Three Blackpink alumni – Jennie, Lisa, and Rosé – are currently competing on the charts. We only have room for one; sorry, stans. (We did cover “Rockstar” a few months ago.)

“APT.” is the splashiest, and not just because of the big-name feature. The track transforms the blog-dance of the late 2000s into an arena for cheerleader chants (between this and “Hot To Go!”, we’re one shy of a trendpiece), and Rosé rides the energy all the way through. And while Bruno Mars isn’t a perfect fit for this Brat-tiness – his wheelhouse remains trad stuff like “Die With A Smile” – his Cardi B collab “Finesse” proved he can still have fun.

Jennie - "Mantra"

OK, fine, we have room for another, for two reasons. One: “that’s that pretty-girl mantra” is a Keri Hilson update that shouldn’t work but does. Two: There’s a lot of synth cowbell.

Any Gabrielly - "Waste Your Love"

Gabrielly, a Brazilian artist signed to Republic last year, released the panting banger “Sweat” last year. This follow-up is aimed more at the lounge than the dancefloor, but it’s equally promising. I might be imagining it, but it sounds like she’s taking some cues from Tyla; Gabrielly’s more of a belter than Tyla is, but “Waste Your Love” has a similar nonchalant poise.

Carol Doche - "Montego" (Feat. Wiz Khalifa)

Florida singer Doche is the latest signee to onetime Gaga mentor RedOne’s label. (Full disclosure: I did not know until five minutes ago that he had a label). Though “Montego” sounds nothing like the producer’s best-known work, it does share the same killer impulse to go huge; I wasn’t sold on this until the explosive breakdown at 1:04. The chorus is also an astrology tease for our times, sure to make all Leos feel seen (as if they didn’t already).

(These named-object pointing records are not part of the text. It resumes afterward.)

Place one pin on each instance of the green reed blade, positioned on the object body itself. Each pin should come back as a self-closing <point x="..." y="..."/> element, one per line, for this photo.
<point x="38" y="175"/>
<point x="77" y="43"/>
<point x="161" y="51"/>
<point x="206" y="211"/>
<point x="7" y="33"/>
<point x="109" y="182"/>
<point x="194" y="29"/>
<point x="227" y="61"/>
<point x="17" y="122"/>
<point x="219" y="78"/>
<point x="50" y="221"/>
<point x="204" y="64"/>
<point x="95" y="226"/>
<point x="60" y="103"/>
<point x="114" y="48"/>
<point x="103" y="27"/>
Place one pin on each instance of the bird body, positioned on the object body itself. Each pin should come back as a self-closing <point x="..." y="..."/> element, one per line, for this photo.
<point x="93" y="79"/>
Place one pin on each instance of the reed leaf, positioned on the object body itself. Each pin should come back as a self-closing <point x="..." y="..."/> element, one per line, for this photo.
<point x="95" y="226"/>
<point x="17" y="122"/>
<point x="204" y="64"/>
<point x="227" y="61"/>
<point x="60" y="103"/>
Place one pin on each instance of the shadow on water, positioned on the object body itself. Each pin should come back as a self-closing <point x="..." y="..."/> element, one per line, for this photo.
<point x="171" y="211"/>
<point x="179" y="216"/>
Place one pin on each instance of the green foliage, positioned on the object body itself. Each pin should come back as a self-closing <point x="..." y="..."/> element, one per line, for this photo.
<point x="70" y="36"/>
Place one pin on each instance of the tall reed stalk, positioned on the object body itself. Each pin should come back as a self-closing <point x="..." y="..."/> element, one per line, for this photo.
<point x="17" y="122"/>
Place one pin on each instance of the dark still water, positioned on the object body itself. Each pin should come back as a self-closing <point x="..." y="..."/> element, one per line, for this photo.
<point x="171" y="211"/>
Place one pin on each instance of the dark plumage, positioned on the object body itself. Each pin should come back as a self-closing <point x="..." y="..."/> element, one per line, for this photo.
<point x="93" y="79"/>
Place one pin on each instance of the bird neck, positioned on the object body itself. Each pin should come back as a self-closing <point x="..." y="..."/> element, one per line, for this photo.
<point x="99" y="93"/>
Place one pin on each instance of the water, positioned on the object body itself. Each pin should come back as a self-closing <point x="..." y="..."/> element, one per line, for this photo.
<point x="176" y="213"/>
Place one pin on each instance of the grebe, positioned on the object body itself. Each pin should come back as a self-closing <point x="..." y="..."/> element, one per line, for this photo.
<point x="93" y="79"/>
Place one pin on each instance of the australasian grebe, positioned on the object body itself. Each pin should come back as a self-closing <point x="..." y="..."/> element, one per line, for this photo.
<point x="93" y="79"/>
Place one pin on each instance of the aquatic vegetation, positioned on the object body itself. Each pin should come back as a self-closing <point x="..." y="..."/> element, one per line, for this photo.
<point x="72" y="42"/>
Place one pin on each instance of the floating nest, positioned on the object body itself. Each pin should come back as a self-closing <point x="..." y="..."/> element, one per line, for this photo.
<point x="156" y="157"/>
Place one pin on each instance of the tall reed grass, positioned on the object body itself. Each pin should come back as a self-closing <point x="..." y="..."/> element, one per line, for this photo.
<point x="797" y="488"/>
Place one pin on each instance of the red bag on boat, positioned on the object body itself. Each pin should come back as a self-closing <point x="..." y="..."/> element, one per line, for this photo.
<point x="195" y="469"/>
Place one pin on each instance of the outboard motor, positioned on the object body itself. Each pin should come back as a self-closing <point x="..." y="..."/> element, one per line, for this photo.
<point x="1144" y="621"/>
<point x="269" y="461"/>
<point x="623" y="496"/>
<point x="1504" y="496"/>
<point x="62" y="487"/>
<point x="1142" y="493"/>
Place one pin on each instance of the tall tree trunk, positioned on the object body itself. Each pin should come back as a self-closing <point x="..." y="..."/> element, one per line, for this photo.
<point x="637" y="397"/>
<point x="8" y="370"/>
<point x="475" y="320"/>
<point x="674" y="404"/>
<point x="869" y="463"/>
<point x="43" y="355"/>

AP Dhillon - "Bora Bora" (Feat. Ayra Starr)

Punjabi megastar AP Dhillon and Nigerian pop star Ayra Star team up for this all-too-short two-country collab. (Three, if you count the titular Bora Bora; four, if you count Dhillon for both India and Canada.) The two leads have palpable chemistry, and the beat packs plenty of booty-shaking groove into the 2:37 runtime.



Dorian Electra - "Only Got Your Number"

Electroclash: it’s back, it’s been back, and I am a sucker for every single pop single that jumps onto the bandwagon. Dorian Electra’s up this time, and his take on it seethes and strobes (literally; major strobe warning on this video); it’s downright perverse to be writing about it on the Internet instead of hearing it at 5 am on a bender. Just pretend that this would exist if The Dare didn’t.